De esta manera llegaron a la conclusión de que Gardel cambiaba constantemente de identidad (nombre propio, lugar de nacimiento y nombre de sus padres) para que su pasado delictivo de estafador no perjudicara su carrera artística. Y no para evitar, como se ha escrito, que Francia le solicitara integrarse en el ejército con el que combatió en la Primera Guerra Mundial. Torre y Fenoglio cuentan, además, que varias de las primeras canciones de Gardel fueron escritas por Andrés Cepeda, “el poeta de la prisión”. Cepeda era un estafador que pasó buena parte de su vida en la cárcel, “lo cual hace pensar que compartieron detenciones en comisarías y encierros penales”.

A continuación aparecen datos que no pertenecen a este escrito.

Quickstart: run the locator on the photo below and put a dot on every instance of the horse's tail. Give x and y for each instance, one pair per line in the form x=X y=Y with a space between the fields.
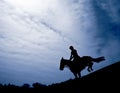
x=99 y=59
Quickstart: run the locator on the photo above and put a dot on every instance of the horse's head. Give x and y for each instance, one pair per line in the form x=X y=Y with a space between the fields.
x=62 y=64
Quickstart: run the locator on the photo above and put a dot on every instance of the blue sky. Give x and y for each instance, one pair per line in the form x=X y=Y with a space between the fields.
x=35 y=34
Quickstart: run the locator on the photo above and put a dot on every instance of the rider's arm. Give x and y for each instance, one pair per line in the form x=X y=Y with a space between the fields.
x=71 y=57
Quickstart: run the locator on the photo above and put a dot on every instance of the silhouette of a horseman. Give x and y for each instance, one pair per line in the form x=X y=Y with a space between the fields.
x=76 y=63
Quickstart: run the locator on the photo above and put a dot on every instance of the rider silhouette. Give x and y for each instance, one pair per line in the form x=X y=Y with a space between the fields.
x=74 y=55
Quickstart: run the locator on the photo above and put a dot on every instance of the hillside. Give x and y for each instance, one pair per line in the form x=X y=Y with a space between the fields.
x=103 y=80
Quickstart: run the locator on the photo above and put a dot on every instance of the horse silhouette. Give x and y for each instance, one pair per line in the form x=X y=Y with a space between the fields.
x=77 y=67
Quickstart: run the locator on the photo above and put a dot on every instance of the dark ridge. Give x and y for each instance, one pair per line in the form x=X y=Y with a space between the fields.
x=103 y=80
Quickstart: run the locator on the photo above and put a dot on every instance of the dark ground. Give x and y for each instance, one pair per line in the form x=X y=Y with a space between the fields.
x=103 y=80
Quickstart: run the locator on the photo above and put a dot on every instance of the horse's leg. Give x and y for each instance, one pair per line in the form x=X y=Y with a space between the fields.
x=79 y=74
x=75 y=75
x=90 y=67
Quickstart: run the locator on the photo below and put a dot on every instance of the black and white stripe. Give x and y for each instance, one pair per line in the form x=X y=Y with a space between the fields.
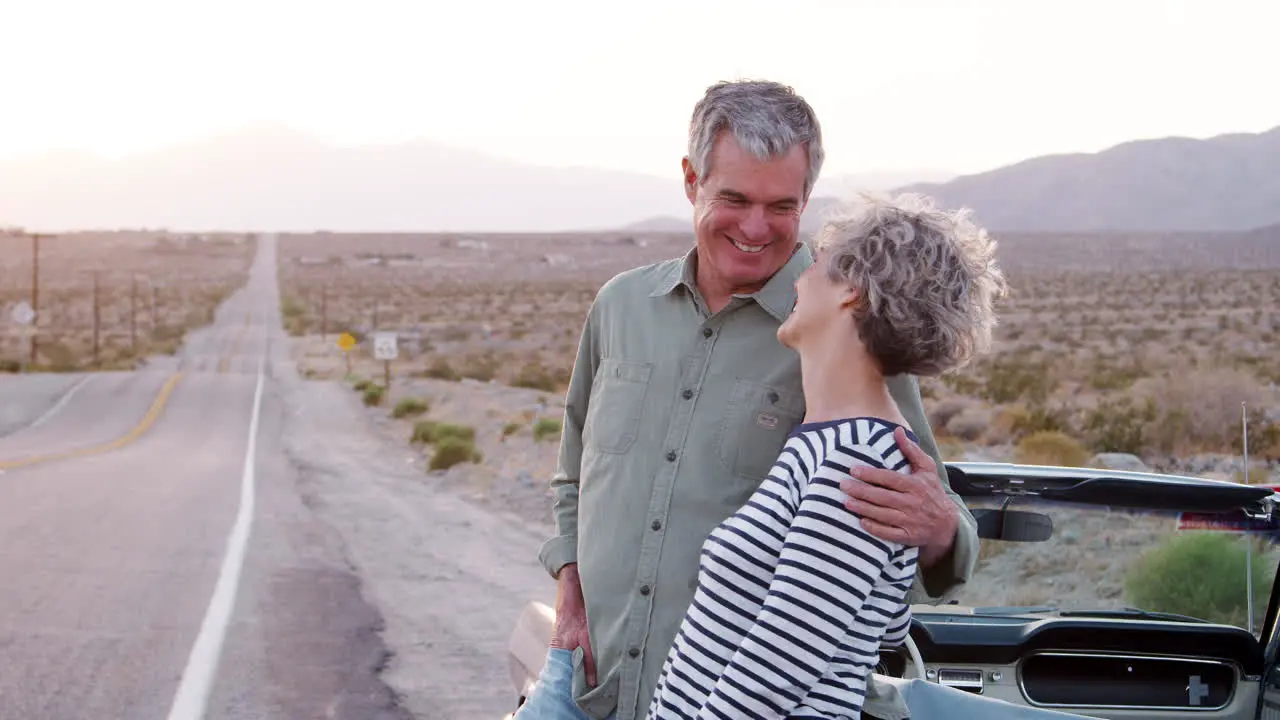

Para el escritor porteño Martín Caparrós, la clave del revuelo ocasionado una y otra vez por las revelaciones gardelianas radica en el interés por preservar el mito. “Hace un par de meses, cuando unos investigadores encontraron los documentos que confirmaban que Gardel era francés, me sorprendió la simpleza del procedimiento y, por tanto, que nadie lo hubiera hecho antes. El mito necesita cierta ambigüedad, la nebulosa. No hay nada que dañe tanto un mito como los datos precisos, y no hay nada que los argentinos hagamos mejor que producir mitos”, concede. “La Argentina es un país de un peso muy relativo en la cultura global, que solo es extraordinario produciendo mitos, caras para la camiseta universal: Evita, el Che, Maradona, Gardel. Así que no debemos arruinar esa habilidad con datos: sería como escupir para arriba”.

Una leyenda, concluye Darío Jaramillo, que a la luz del flujo constante de nuevas aseveraciones sigue creciendo. “Es un mito omnívoro, alimentado por el culto a su voz, ajeno a la moral. Acaso, sí, en ocasiones, armado de la maldad suficiente para justificar la estafa como método de supervivencia, de negocios y de gobierno. El mito crece no solo en lo luminoso, sino también en lo que tiene de perverso”. Y el poeta colombiano aclara que lo dice “sin la frente marchita”.